Growing numbers of people are asking generative Artificial Intelligence tools such as ChatGPT whether their symptoms indicate serious conditions like cancer or cardiac arrest, raising concerns about safety and accuracy. A new study published in the journal iScience evaluated how well ChatGPT and related large language models handle biomedical information, focusing on disease terms and three types of associations: drug names, genetics and symptoms. The work was led by Ahmed Abdeen Hamed, a research fellow at Binghamton University’s Thomas J. Watson College of Engineering and Applied Science, in collaboration with researchers from AGH University of Krakow in Poland, Howard University and the University of Vermont.
Hamed previously developed a machine-learning algorithm called xFakeSci that can detect up to 94% of bogus scientific papers, and he framed the new study as a step toward verifying biomedical generative capabilities of large language models. When tested, the Artificial Intelligence showed high accuracy in identifying disease terms (88-97%), drug names (90-91%) and genetic information (88-98%), far exceeding Hamed’s initial expectation that it would reach “at most 25% accuracy.” The system reliably labeled cancer and hypertension as diseases, fever as a symptom, Remdesivir as a drug and BRCA as a gene related to breast cancer, which the researchers described as an impressive outcome given the conversational design of the model.

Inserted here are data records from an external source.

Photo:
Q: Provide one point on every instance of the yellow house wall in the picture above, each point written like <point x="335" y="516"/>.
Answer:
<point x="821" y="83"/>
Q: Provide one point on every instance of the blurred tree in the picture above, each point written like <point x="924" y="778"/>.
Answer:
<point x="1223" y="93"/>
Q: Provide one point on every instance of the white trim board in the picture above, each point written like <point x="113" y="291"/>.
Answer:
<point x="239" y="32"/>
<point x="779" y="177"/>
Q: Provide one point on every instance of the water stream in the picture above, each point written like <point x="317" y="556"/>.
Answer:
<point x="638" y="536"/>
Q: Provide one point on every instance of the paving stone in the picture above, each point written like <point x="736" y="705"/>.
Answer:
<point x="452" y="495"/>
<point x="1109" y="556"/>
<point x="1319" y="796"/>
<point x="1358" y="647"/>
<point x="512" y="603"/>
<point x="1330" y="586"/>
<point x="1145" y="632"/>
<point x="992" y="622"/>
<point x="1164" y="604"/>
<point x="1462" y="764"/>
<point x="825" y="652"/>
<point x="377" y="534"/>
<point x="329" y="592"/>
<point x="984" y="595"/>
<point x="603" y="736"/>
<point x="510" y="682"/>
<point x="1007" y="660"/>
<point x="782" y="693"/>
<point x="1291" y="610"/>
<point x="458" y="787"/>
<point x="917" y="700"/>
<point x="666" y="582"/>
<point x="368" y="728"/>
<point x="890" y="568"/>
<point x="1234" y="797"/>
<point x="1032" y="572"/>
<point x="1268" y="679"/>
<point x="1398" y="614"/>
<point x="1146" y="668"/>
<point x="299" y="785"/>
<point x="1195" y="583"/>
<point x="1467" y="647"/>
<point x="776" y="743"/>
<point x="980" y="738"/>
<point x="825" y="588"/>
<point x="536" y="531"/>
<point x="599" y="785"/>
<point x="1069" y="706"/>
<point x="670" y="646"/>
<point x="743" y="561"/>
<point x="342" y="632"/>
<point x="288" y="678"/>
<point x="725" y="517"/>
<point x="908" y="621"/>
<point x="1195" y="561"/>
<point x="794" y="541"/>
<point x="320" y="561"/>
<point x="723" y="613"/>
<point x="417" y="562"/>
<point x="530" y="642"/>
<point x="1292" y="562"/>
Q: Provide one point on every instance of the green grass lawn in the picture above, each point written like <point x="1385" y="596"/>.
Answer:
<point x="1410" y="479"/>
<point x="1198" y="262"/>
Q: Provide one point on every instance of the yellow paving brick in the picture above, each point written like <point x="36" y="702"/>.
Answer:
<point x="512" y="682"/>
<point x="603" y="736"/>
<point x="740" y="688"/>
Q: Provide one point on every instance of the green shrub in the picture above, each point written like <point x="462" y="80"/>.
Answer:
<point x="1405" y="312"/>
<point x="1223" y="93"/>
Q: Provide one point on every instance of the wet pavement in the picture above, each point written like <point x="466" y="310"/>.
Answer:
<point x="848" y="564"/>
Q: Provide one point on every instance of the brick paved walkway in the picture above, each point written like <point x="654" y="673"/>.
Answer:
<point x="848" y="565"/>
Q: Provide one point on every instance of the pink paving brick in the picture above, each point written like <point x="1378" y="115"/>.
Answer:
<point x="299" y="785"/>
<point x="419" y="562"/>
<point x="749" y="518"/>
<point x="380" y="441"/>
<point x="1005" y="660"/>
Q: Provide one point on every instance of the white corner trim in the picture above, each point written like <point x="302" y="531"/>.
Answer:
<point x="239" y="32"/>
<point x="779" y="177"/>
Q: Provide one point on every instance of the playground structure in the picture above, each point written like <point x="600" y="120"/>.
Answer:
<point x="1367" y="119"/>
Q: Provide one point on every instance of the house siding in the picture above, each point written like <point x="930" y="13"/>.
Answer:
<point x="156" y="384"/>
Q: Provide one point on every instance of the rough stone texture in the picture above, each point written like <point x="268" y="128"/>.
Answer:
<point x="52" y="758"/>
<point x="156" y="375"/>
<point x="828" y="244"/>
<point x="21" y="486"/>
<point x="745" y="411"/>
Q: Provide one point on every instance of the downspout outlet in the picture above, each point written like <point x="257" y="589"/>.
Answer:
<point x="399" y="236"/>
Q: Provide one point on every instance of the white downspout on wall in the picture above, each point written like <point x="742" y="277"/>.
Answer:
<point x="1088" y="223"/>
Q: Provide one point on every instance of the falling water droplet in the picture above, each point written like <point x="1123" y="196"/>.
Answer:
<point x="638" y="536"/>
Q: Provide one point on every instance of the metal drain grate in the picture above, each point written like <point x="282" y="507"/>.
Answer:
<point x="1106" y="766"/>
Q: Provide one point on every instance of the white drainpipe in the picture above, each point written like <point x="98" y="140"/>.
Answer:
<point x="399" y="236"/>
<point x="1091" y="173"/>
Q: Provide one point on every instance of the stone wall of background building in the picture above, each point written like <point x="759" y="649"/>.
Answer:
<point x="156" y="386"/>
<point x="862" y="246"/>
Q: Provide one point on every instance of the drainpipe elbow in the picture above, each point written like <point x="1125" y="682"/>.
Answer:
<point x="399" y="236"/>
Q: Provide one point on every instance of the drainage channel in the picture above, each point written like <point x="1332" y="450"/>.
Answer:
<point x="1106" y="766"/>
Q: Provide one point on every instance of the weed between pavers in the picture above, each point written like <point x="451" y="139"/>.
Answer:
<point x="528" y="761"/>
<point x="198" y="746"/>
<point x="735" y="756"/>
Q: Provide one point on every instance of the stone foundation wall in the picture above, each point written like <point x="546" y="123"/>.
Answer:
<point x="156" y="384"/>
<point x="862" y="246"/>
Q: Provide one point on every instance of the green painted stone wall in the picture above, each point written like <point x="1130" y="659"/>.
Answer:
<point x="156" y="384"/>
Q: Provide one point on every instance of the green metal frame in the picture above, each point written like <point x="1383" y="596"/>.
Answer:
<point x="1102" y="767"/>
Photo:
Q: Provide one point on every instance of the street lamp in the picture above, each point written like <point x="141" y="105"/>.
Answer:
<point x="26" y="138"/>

Performance dropped significantly when the model was asked to identify symptoms, where it scored 49-61%. The researchers suggest this gap stems from how large language models are trained versus how medical knowledge is formally structured. Biomedical experts rely on ontologies to define and organize terms and relationships, while everyday users enter informal, social language when describing their health concerns. Hamed noted that ChatGPT uses friendly phrasing to communicate with average people and appears to simplify or “minimize the formalities of medical language” for symptoms in response to heavy user traffic. A more serious flaw emerged in tests involving genetic data from the National Institutes of Health’s GenBank database, which assigns accession numbers like NM_007294.4 for the Breast Cancer 1 gene (BRCA1). When prompted for these identifiers, the model simply made them up, a hallucination Hamed regards as a major failure that must be addressed. He argues that integrating biomedical ontologies directly into large language models could greatly improve accuracy, eliminate hallucinations and turn such tools into far more reliable resources, while his broader goal remains exposing flaws so data scientists can refine these systems and avoid building theories on suspect information.